Cuts to our budget will impact the future of many teachers and instructors who are the bridge between average and greatness; job and a career. My children may not have the opportunity to discover their hidden talents and will be negated the balanced education that I had if these cuts are set in place. The extinction of the arts will be inevitable, as cuts like these become the norm each fiscal year. Lack of staff and larger class sizes will have a negative impact, allowing more students to “fall through the cracks”. Without a release to discover and express talents, finding a “spot” on the educational grid will prove frustrating and dropout rates will increase. These budget cuts will further wound our Level 4 district, as did the financial mismanagement of the school department.
I have previously mentioned that I have a career that gives back to the school system that raised me. I am currently concluding my thirteenth year of service to the New Bedford Public Schools as a fourth grade teacher. I have to admit, it feels like I’ve given more of my time and money than I have received. Each year, I’m required to adapt to protocols and policy changes. The planning time received during specialist classes and on Friday afternoons is insufficient to complete evaluation portfolios, meet with grade level teams, analyze student data, create enriched themed units, grade student work, plan for the week, complete progress reports/report cards, and conference with parents. I have spent large sums of money to keep my certificate in good standing and to meet the ever changing requirements of a licensed educator. I have donated portions of my paycheck for class supplies to facilitate the education of my students. Spending countless “volunteer” hours tutoring, planning, and conferencing without pay, when it is part of our contractual agreement, has become the norm. Why do it? I still believe that teachers play a significant role in the upbringing of our future citizens, taxpayers, and voters. I cannot in good conscience “stick it” to the school department and city council because my students are my children.

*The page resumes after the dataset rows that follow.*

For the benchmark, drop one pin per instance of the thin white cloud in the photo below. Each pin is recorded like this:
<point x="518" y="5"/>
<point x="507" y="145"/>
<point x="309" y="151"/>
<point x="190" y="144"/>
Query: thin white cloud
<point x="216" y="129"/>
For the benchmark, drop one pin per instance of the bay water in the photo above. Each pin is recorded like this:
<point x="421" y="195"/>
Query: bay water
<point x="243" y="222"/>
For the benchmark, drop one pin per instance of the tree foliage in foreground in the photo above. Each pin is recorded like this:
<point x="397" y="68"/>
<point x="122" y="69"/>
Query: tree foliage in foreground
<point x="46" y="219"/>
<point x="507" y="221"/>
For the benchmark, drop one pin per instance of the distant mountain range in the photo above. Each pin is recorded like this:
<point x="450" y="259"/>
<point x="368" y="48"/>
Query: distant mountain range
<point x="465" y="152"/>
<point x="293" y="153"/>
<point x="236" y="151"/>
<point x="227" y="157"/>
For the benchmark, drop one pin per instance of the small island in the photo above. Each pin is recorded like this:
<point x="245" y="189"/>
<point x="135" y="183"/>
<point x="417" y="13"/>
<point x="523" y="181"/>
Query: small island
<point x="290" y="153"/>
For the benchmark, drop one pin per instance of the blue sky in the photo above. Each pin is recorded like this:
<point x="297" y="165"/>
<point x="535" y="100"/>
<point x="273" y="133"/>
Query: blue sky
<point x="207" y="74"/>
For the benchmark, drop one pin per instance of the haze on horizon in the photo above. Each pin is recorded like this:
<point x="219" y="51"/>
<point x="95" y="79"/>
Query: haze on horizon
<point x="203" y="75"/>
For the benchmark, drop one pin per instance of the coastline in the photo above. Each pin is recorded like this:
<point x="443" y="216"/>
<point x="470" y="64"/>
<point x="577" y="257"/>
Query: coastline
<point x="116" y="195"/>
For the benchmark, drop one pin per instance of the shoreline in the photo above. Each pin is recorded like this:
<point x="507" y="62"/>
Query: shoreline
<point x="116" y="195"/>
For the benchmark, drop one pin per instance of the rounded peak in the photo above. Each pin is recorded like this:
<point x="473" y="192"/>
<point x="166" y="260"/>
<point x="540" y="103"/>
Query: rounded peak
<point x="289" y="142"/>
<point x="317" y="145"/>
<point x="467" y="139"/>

Throughout my course work at the graduate level, I have read a multitude of articles and studies that conclude that exposure to the arts directly impacts student performance on state testing. This was the argument posed by many supporters of the innovation schools. Being a level 4 district, improvement on state testing is crucial, yet these cuts are putting us at a disadvantage. Rebuilding our great public schools cannot exist without the arts, the staff needed to directly instruct our children, and the supplies and planning time necessary to achieve these means. With the advancement of studies and theories on learning, New Bedford is currently in regression. Leaders lead their followers to success. I am afraid to say that my confidence in my leaders is faltering. These children are not just numbers on a spreadsheet. They are our future. The Whaling City was once revered. It can be revered again if the council considers the consequences of their actions. It would be a step in the positive direction.